A troubled Germany marked the second anniversary of its reunification Saturday facing deepening social divisions, growing voter impatience and an alarming rise of the radical right.

On a day supposedly set aside for celebration, the nation's political leaders, including Chancellor Helmut Kohl, were booed and faced verbal taunts from the fringes of a large crowd as they walked under heavy security through the medieval city of Schwerin to an official commemoration ceremony.

Although police denied reports that Kohl was punched by a protester as he made his way through the thick crowd, television footage of the incident showed the chancellor was momentarily knocked off balance by what appeared to be a blow from someone from the mass of people surrounding him.

More than 2,000 riot police were on hand in the eastern city, about 150 miles north of Berlin, but there was no major violence.

Officials reported more than 100 arrests after a group of protesters attacked a police station with rocks and bottles.

Elsewhere in Germany, several hundred self-styled neo-Nazis marched through the streets of Dresden shouting, "Foreigners out!" while thousands of leftists staged far larger counter-protests against racism in Nuremberg, Frankfurt and Berlin. A wave of attacks on foreigners and Jewish memorials in recent weeks has shocked many Germans.

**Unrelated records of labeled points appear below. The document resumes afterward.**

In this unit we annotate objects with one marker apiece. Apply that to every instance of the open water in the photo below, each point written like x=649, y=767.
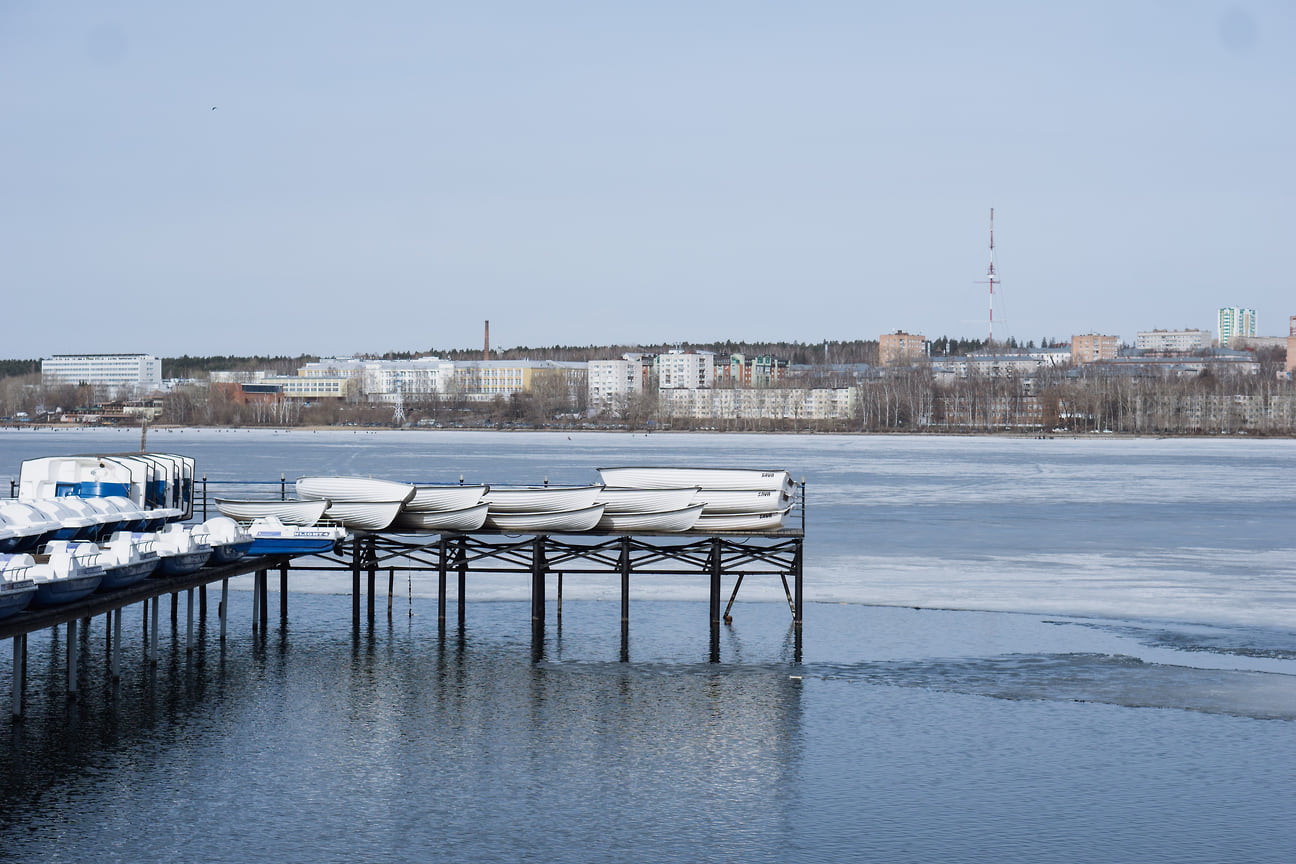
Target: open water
x=1014, y=650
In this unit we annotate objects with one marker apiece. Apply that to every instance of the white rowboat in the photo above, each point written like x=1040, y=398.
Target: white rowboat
x=541, y=499
x=743, y=500
x=468, y=518
x=290, y=512
x=626, y=500
x=432, y=496
x=563, y=522
x=740, y=521
x=353, y=488
x=681, y=520
x=363, y=516
x=709, y=478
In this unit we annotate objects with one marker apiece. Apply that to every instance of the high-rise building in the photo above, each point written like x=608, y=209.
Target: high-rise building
x=1291, y=345
x=1235, y=320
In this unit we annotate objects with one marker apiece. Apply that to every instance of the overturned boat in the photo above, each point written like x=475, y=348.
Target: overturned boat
x=708, y=478
x=287, y=511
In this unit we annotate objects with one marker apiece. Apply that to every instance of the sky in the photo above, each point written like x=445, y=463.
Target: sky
x=336, y=178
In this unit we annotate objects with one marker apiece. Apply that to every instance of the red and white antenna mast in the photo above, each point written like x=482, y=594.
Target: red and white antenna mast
x=992, y=277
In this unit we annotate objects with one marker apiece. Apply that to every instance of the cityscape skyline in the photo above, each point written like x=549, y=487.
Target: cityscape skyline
x=292, y=179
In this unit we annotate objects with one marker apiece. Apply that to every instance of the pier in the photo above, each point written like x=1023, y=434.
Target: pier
x=543, y=558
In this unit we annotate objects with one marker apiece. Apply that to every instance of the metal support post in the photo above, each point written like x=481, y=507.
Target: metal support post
x=263, y=591
x=224, y=606
x=798, y=599
x=538, y=580
x=73, y=645
x=255, y=600
x=738, y=583
x=355, y=583
x=114, y=662
x=372, y=571
x=624, y=565
x=441, y=582
x=16, y=700
x=463, y=580
x=153, y=632
x=716, y=579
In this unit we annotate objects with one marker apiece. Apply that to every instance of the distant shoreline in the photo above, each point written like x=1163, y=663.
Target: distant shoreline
x=1041, y=435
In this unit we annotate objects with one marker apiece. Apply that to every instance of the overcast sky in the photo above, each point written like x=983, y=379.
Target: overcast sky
x=335, y=178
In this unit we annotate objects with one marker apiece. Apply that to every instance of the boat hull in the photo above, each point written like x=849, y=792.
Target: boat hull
x=670, y=521
x=363, y=516
x=636, y=500
x=65, y=590
x=16, y=596
x=740, y=522
x=542, y=499
x=708, y=478
x=183, y=562
x=230, y=552
x=274, y=538
x=353, y=488
x=468, y=518
x=563, y=522
x=294, y=512
x=731, y=501
x=430, y=496
x=128, y=574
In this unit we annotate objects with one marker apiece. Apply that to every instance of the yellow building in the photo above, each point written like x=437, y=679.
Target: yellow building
x=900, y=347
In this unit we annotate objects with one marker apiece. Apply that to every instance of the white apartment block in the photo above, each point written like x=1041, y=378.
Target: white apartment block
x=679, y=369
x=388, y=380
x=1173, y=341
x=792, y=403
x=614, y=382
x=112, y=375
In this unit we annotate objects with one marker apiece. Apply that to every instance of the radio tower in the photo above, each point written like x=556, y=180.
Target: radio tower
x=398, y=415
x=990, y=279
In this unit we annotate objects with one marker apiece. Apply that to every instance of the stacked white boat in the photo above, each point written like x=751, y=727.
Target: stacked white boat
x=86, y=523
x=634, y=500
x=726, y=499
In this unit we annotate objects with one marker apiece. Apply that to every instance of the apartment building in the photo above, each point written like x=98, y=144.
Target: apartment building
x=1173, y=341
x=1235, y=320
x=110, y=375
x=1091, y=347
x=900, y=347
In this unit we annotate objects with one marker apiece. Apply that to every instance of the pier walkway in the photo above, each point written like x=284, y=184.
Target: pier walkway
x=714, y=556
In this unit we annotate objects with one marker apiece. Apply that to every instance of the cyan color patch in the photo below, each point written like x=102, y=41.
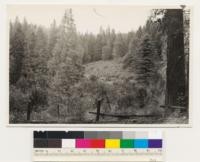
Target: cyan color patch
x=140, y=143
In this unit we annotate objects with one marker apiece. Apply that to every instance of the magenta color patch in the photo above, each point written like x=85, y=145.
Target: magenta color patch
x=83, y=143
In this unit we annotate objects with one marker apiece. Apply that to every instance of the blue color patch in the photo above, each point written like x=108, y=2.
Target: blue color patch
x=140, y=143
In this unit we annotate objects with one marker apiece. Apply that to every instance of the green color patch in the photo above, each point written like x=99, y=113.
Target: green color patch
x=126, y=143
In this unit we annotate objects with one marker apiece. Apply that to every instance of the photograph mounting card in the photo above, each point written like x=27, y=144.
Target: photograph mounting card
x=98, y=65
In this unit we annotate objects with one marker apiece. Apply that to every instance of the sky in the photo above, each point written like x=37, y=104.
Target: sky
x=87, y=18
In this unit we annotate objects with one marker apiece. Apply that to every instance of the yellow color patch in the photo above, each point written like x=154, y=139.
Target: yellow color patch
x=112, y=143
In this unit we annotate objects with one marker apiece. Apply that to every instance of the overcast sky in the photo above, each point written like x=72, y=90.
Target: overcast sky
x=87, y=18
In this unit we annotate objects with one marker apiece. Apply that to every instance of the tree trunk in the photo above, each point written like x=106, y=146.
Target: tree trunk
x=98, y=104
x=29, y=111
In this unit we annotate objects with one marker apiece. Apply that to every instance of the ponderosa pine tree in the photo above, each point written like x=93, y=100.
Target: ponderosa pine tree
x=65, y=65
x=16, y=50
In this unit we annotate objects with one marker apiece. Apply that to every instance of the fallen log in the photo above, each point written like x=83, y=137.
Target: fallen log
x=123, y=115
x=173, y=107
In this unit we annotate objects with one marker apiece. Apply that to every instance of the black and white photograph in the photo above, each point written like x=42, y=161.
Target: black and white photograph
x=98, y=64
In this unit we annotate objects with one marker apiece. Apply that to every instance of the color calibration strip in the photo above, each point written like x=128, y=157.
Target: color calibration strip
x=94, y=146
x=52, y=139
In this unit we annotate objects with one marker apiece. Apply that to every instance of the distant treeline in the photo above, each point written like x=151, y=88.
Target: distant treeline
x=47, y=65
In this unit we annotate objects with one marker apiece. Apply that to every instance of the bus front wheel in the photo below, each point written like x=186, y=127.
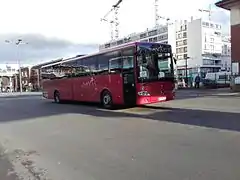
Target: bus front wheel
x=106, y=99
x=57, y=97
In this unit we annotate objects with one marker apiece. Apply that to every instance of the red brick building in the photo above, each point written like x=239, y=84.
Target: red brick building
x=234, y=7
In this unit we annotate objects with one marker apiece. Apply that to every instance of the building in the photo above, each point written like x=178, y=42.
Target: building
x=226, y=53
x=199, y=47
x=7, y=74
x=234, y=7
x=162, y=34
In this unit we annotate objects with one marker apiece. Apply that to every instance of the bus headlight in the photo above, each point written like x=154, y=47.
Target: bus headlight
x=143, y=93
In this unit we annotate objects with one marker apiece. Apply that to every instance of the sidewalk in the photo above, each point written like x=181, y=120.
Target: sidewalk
x=18, y=94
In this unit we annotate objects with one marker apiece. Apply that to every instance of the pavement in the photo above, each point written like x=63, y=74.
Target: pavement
x=188, y=138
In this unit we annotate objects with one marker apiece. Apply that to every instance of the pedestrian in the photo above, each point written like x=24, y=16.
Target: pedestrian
x=197, y=81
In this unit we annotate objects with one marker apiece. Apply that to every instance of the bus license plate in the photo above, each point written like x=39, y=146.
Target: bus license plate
x=162, y=98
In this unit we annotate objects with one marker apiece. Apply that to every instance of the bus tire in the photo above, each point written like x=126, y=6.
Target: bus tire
x=57, y=97
x=106, y=99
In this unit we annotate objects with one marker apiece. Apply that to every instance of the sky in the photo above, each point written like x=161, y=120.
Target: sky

In marked contrast to the heady self-congratulation that dominated the celebration of unity two years ago, the German political leaders in speech after speech Saturday tried to steady a national mood that has begun to turn sullen.

"Aggression toward foreigners and anti-Semitism bring disgrace to our country," Kohl said in a nationally televised address.

In a speech also telecast nationally, German President Richard von Weizsaecker gave his fellow citizens what amounted to a 40-minute lecture on the need for patience in the quest for economic recovery and tolerance in dealing with the foreign population.

"Attacks on foreigners and their homes are intolerable," he said. "Whoever claims (to be) undertaking such violence in the interests of Germany misuses the name of our country."